A chaque workshop, on commence par tout mettre à plat. Nous ne nous mettons aucune pression. Et les ateliers n’ont rien des cours académiques. Ce n’est pas un examen mais une manière d’obtenir des informations. Dès que vous avez l’impression d’avoir obtenu une réponse à vos questions, vous êtes libres de partir ou de rester. Nous ne sommes pas des professeurs mais des intermédiaires, présentes pour que les tips et les infos s’échangent.
RP : D’ailleurs, on ne peut pas demander aux gens, dès qu’ils arrivent : « Comment expérimentez-vous le temps ? » mais vous pouvez les amener à se questionner sur le temps et de fil en aiguilles, les gens y répondent d’eux-mêmes. Nous parlons tout le temps du temps qui passe, sans nous en apercevoir. Et notre façon d’en parler est liée à notre appréhension du monde. Nous emmagasinons toutes sortes de souvenirs et d’histoires des gens qui nous entourent, notamment ce qu’ils voient, sentent ou entendent.
Je suis retournée dans un endroit où je n’étais pas allée depuis très longtemps et j’ai réalisé à quel point la lumière y était différente. Je ne m’en étais jamais aperçue auparavant.
CA : J’allais à l’école l’automne ici et à chaque fois que les premiers jours de la saison arrivent, je me retrouve à cette période de ma vie : l’odeur, le vent, tout ce qui s’y déroule me ramène à cette époque passée. Je pense que c’est ce que les gens tentent de retrouver.
Nous participons aussi à cet effacement progressif de nos mémoires en nous détachant de ce qui nous déplait. Et je pense qu’on a tous besoin de nous replonger en nous.
Quels sont les espoirs que vous entrevoyez pour le futur ?
CA : En mars nous organisons une exposition à la Kelly Writers House, reliée à l’université de Pennsylvanie. En février, BGF sera présent à l’occasion du Transmediale festival de Berlin. Ce week-end se tiendra l’Afrofuturist Affair charity ball (le sixième). Nous organisons encore des événements, mais en faisant en sorte qu’ils ne nous épuisent pas, qu’ils puissent toucher plus de gens, ceux qui ont peur d’aller jusqu’à North Phily.

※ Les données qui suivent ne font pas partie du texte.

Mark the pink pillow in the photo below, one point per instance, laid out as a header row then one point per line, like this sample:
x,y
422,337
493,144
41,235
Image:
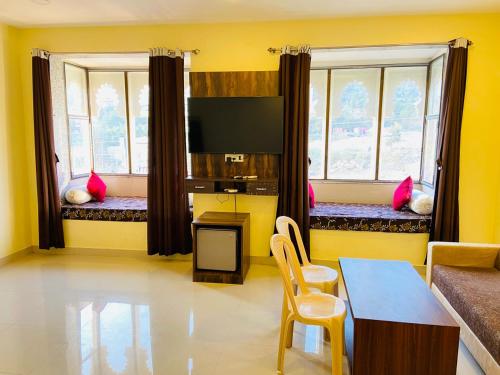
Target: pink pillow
x,y
312,200
402,194
96,187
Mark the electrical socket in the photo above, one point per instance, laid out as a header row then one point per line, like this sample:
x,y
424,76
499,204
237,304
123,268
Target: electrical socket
x,y
234,158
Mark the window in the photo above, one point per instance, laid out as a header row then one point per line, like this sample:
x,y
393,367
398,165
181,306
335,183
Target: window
x,y
138,103
78,119
432,120
108,120
375,123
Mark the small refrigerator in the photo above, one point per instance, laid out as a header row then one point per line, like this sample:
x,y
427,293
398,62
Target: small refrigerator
x,y
217,249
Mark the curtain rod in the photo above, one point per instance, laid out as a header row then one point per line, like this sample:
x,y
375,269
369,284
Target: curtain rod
x,y
193,51
278,50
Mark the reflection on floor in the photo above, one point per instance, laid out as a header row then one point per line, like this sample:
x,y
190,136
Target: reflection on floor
x,y
108,315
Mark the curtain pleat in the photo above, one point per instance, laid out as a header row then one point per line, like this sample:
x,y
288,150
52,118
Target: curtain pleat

RP : Nous sommes pleines de ressources, même si parfois, j’ai l’impression de nous vendre un peu. Mais j’ai de plus en plus de soutien de la part de Berlin, Rotterdam et de festivals afro-futuristes que je n’en reçois de ma propre ville.
CA : Lors de mes deux dernières tournées j’ai vu… Qu’ils ne voulaient pas de nous à Portland. Qu’ils ne veulent pas de nous à l’étranger. Mais nous sommes des étrangers. Et c’est toute l’idée… Maure est l’autre mot pour dire noir. Les noirs ne sont pas seulement des esclaves qui ont voyagé en bateaux jusqu’aux Amériques. Nous étions en Amérique avant Christophe Colomb. Nous étions au Brésil avant les conquistadors. Et partout dans le monde. C’est peut-être une trahison aux yeux de certains mais c’est une croyance qui grandit ! Nous ne pouvons pas changer North Philly en quelques mois. Mais nous pouvons véhiculer l’idée que North Philly existe.